Now, they repeat that same scene that happened at the beginning of the story with your older main character taking on the lines of the wise-old mentor and the character they’re mentoring repeating the main character’s lines from the beginning of the story.
This is a powerful building block, allowing you to show where the character started and how much they’ve changed to get where they are. It shows the cyclical nature of the world, a sort of symmetry.
There is something that George Lucas said in one of the behind the scenes videos from Star Wars Episode I: the Phantom Menace, that has kind of become a meme within certain quarters of the Star Wars community: “You see, it’s like poetry,” he said. “It rhymes.”
No doubt about it the way he said that was funny, but really he was talking about callbacks. He was talking about the way that you can have certain things repeated in different contexts to reflect the idea of the more things change, the more things stay the same.
Let’s look at another example: John Mulaney’s standup special from two years ago Baby J. I could spend a whole blog3 talking about what there is to learn about storytelling from standup, but for today let’s just focus on this particular special. The special focuses on John Mulaney’s experience with cocaine addiction and rehab, and begins with him relating the intervention his friends held for him back in December of 2020. He is then taken via private car from the intervention to a rehab, but stops on the way to do some cocaine on a Koala baby changing table4.
The rest of the special happens, and one of the last jokes of the night, is about him going to a museum with his new child and having to use one of those baby changing stations. Now, does this effect the story in anyway? Does the use of the baby changing station to do cocaine “foreshadow” Mulaney using a baby changing station for its intended purpose later on? No, probably not, but it adds a comparison of those different moments in his life, allowing you to see how much his life has changed from before and after rehab.
This callback is so important that when John Mulaney was interviewed at the 92nd Street Y about this special, he talked about the effect forgetting this particular detail has on the audience's reaction to the later half of the special. If you watch the special, you’ll hear the detail, but you won’t recognize that it is important until it comes up again later.
Callbacks are difficult to work with (notoriously so in programming), but they are incredibly powerful. They can do so much to portray so little in a story, and provide a narrative gut-punch that is really what you need to get your story to land. They can’t do everything for you, but if you’re trying to figure out how to make something work, go back to the beginning. What can change? What can stay the same, but the main character can see differently? And after you’re done figuring it out how to make that work, have a slice of pie.
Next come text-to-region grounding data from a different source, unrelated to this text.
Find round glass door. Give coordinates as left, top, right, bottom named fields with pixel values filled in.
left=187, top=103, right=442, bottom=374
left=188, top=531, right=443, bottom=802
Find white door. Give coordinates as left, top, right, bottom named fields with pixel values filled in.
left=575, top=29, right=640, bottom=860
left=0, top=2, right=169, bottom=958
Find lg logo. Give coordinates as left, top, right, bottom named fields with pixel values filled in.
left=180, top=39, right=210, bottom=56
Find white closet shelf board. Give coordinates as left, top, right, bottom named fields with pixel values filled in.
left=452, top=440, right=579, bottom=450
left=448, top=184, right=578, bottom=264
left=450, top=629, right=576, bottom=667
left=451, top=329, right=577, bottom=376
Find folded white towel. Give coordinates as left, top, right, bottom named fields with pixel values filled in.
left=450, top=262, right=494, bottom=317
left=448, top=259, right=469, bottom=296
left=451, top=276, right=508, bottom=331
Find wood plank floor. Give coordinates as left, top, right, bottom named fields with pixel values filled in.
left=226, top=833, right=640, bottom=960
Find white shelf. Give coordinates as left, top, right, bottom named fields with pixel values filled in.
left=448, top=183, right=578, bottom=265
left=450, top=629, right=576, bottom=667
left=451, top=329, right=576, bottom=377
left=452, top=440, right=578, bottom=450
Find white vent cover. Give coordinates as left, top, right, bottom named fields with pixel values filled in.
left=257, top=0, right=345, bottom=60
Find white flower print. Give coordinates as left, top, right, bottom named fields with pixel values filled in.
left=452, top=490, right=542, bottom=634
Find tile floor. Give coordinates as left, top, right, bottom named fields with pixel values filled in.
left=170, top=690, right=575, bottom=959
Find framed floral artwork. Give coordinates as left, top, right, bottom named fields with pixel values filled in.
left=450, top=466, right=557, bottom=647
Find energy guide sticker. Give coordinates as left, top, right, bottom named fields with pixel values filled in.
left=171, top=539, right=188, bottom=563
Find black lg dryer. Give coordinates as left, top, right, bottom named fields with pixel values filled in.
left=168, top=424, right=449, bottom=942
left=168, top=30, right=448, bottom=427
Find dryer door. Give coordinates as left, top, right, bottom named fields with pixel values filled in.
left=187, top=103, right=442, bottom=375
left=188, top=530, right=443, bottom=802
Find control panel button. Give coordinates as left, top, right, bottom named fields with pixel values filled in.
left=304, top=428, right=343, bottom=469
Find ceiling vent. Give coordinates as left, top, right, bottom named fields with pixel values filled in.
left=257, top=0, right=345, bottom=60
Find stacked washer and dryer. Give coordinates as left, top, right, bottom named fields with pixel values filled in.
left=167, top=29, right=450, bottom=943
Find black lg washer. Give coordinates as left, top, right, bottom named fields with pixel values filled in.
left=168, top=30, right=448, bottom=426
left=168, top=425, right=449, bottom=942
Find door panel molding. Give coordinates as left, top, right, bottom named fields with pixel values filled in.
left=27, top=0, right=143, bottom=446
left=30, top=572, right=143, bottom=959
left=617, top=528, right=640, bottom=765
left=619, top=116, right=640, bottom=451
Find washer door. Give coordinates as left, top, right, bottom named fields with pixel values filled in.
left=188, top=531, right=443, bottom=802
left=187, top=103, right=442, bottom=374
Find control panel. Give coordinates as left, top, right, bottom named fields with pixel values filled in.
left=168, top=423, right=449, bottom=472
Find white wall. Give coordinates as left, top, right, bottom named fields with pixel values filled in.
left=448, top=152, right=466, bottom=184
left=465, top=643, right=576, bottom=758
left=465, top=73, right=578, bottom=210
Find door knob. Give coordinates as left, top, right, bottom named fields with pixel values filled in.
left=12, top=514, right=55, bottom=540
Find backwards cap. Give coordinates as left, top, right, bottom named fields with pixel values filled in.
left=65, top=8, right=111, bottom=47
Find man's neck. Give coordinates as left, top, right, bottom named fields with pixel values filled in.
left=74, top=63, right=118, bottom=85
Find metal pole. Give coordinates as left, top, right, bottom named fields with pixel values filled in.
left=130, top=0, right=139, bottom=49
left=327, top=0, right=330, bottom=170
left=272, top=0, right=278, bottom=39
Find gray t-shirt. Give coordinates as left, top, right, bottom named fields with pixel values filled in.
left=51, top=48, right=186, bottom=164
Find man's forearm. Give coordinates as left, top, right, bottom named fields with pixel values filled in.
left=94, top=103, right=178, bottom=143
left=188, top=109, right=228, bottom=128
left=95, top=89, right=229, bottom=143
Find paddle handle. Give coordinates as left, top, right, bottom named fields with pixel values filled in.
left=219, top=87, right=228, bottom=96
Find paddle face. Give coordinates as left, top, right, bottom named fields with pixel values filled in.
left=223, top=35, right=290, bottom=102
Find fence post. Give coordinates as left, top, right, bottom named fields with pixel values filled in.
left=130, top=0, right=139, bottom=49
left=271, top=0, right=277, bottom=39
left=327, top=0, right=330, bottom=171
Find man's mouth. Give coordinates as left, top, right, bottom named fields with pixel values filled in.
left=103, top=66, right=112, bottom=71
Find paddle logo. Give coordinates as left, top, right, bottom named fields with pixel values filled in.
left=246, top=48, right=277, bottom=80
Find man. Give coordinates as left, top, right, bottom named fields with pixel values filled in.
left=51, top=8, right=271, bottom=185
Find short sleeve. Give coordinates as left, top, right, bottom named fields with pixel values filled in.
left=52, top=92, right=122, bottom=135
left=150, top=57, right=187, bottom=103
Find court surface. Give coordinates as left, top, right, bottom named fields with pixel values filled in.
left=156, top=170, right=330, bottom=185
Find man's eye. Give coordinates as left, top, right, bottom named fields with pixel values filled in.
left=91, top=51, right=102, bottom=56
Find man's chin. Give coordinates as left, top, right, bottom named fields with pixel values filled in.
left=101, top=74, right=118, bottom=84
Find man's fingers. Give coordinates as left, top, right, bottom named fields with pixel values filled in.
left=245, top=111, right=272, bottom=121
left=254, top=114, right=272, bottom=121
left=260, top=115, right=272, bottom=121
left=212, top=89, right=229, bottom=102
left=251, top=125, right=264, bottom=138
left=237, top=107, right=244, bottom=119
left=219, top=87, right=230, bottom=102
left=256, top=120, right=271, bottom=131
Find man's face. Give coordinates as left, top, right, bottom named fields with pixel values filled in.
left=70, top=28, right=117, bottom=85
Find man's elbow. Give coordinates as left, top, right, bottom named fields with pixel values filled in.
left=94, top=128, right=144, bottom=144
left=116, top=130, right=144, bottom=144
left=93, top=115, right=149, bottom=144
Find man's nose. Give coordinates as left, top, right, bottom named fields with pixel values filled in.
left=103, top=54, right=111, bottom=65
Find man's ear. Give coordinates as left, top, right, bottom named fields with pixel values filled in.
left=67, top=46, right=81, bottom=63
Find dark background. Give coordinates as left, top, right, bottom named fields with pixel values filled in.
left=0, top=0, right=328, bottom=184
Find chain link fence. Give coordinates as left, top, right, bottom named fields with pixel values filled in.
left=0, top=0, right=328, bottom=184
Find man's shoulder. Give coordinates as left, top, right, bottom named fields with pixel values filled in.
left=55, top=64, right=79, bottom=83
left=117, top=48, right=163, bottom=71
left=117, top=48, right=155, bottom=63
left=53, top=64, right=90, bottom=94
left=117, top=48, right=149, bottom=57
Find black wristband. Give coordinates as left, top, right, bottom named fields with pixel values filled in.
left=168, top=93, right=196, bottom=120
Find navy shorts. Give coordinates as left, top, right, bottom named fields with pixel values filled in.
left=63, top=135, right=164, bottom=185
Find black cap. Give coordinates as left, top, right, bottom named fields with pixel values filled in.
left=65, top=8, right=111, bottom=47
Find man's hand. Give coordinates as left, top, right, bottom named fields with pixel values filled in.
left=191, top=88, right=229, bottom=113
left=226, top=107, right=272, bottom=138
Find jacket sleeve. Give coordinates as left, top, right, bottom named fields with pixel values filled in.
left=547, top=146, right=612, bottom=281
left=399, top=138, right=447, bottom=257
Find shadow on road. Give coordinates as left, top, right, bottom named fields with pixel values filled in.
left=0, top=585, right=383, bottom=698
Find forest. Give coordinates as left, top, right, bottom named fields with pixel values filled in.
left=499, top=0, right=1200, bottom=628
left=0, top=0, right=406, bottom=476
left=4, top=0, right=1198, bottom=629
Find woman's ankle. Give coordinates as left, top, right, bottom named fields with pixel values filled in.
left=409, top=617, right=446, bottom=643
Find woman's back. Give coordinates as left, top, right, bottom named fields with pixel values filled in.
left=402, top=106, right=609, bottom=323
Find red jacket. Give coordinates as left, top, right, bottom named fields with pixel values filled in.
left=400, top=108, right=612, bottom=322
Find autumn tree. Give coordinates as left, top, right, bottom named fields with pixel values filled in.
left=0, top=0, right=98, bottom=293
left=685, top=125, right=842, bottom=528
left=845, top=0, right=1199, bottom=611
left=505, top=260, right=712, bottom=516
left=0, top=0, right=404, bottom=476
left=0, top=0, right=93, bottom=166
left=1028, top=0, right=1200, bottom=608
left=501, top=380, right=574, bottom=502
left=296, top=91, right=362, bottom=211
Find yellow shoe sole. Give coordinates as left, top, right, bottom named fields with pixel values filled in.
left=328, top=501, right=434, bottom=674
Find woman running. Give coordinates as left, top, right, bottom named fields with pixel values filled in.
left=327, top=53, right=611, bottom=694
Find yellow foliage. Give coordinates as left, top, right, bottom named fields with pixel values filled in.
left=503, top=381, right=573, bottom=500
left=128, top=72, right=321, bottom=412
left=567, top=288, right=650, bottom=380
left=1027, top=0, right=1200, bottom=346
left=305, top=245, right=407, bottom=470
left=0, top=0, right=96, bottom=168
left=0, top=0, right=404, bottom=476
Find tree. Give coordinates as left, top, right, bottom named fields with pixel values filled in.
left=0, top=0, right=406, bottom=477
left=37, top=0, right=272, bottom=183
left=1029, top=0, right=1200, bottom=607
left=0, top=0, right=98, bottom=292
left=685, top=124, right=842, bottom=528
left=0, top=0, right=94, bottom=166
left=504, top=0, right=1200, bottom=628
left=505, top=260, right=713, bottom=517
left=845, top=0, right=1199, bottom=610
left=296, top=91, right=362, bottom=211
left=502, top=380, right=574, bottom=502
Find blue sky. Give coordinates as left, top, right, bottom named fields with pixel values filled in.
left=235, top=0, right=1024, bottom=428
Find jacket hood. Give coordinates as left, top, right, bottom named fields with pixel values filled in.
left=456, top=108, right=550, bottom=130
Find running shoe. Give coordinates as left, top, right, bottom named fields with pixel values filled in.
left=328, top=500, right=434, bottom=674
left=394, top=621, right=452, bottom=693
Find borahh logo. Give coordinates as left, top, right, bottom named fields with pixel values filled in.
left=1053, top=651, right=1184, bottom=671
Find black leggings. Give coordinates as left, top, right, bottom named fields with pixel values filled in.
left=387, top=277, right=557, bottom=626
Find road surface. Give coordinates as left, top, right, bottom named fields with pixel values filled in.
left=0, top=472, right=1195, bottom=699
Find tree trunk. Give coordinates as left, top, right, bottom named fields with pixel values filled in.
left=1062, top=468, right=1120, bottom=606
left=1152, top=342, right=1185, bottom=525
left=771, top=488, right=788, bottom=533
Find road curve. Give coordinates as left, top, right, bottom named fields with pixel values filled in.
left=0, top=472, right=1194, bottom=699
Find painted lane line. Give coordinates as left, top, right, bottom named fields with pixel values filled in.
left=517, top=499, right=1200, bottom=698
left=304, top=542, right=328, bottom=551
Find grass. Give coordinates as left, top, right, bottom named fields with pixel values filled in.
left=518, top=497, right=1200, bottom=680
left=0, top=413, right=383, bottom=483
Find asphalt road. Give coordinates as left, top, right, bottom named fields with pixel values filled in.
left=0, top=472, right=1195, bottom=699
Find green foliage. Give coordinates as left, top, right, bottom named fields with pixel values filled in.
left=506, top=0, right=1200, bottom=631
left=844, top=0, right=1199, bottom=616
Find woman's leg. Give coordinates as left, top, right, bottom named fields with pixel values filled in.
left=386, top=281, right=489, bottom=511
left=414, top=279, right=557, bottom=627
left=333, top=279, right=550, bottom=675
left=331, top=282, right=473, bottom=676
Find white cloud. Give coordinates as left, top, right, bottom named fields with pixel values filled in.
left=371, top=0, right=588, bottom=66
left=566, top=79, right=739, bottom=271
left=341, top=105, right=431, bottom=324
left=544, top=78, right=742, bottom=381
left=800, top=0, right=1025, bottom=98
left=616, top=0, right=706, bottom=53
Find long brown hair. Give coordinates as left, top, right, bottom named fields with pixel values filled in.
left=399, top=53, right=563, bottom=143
After all, you’ve earned it.
Programming nerds, if this isn’t quite the same definition, humor me. I’m trying to break things down for the English majors over here
My fiancee, who is a much better baker than me, pointed out that this recipe would probably change a little on context, but that doesn’t work for this metaphor, so I’m leaving it as is. Bakers be damned.
And at some point, I probably will!
I swear, all of this is relevant.
I’ve written a lot of computer code in my career so I could follow your explanation, though not sure I think about how you apply this to writing the same way. A bit of a long way around though we all get to write in our own ways. Thanks for an entertaining lesson.